CAF's head office is located in Kent, and the charity has a second UK office in central London.

In addition to offices in the UK, America, and Canada, CAF leads a network of independent philanthropic organisations in several other countries.

As well as offering a range of services to charities, philanthropists and businesses, CAF researches charitable giving. CAF produces the World Giving Index as well as the UK Giving report – the largest multi-year study of giving behaviour in the UK.

== History ==

In 1924, the National Council of Social Service set up a Charities Department to encourage efficient giving to charity. This department was later renamed the Charities Aid Fund while the National Council of Social Service became the National Council for Voluntary Organisations (NCVO). The Charities Aid Foundation took its current name in 1974 when it became a fully independent organisation.

== Activities ==

CAF provides services to charities, businesses and individuals in the UK and abroad, including help with fundraising, consultancy, and loans and grants.

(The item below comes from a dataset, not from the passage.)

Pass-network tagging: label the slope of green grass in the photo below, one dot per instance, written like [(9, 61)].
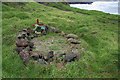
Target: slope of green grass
[(101, 49)]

===Services to charities===

CAF offers banking services through CAF Bank, a wholly owned subsidiary of CAF that provides banking services to charities and social purpose organisations. The Bank offers transactional current and deposit accounts via telephone and internet banking, and provides lending to customers. In 2021, CAF Bank won Charities' Bank of the Year at the Charity Times Awards.

In July 2026, CAF Bank temporarily suspended online banking to fix security vulnerabilities following reports of suspicious activity on some customer accounts.

CAF also owns and operates CAF Donate, an online donation processing platform giving charities the tools to fundraise through the web, mobile devices and Facebook and process donations received by post and phone.

===Services to businesses===

CAF works with the majority of FTSE100 to enable their corporate giving. Give As You Earn (GAYE) is the most popular payroll giving scheme in the UK, with over £1.3bn given since 1987.

CAF Company Accounts enable companies to give tax effectively and to donate safely to any charitable organisation around the world. CAF also advises on setting up corporate foundations.

===Services to individual donors===

CAF gives advice on philanthropy and partners with wealth advisers to meet the charitable needs of their clients.

CAF operates a Charity Account scheme, a system which acts like a current account for charitable giving. The account allows account holders to donate to charities through a personal account, by phone, post, or online, and can be opened with a minimum of £10. Donations are eligible for tax relief under the UK's Gift Aid rules.

Through the CAF Charitable Trust, CAF provides major donors with advice for their giving plans within the UK and internationally. CAF also offers donor-advised fund services and legacy services for gifts from wills.

Financial journalist Martin Lewis works with CAF to manage the £10 million he pledged to charity following the sale of MoneySavingExpert.com.

The CAF American Donor Fund (CADF) offers tax-effective philanthropy services for dual UK and US taxpayers.

== Initiatives ==
Working with pollster Gallup, CAF releases an annual global report of generosity, entitled the World Giving Index, that ranks most countries in the world across three measures: helping a stranger, donating money, and volunteering. CAF has been producing the World Giving Index since 2010.

CAF's research team has produced an annual report into giving behaviour in the UK – the largest study of its kind – since 2004. The UK Giving report is based on data sourced monthly through YouGov and highlights key trends that assist charities, policymakers, and wider society to better understand the UK's changing giving landscape.

CAF introduced the Giving Tuesday initiative in the UK in 2013 and led the campaign until 2021.

== Awards and accreditation ==
CAF is a member of the Financial Services Compensation Scheme (FSCS), the UK's deposit guarantee scheme.

CAF Bank was a finalist in the Best Charity Banking Provider category at the Moneyfacts Group's Business Moneyfacts Awards 2022. CAF Bank was also named Charity Bank of the year at the 2021 Charity Times Awards, and the CAF Bank Customer Service Team were finalists in the Institute of Customer Service's UK Customer Satisfaction Awards.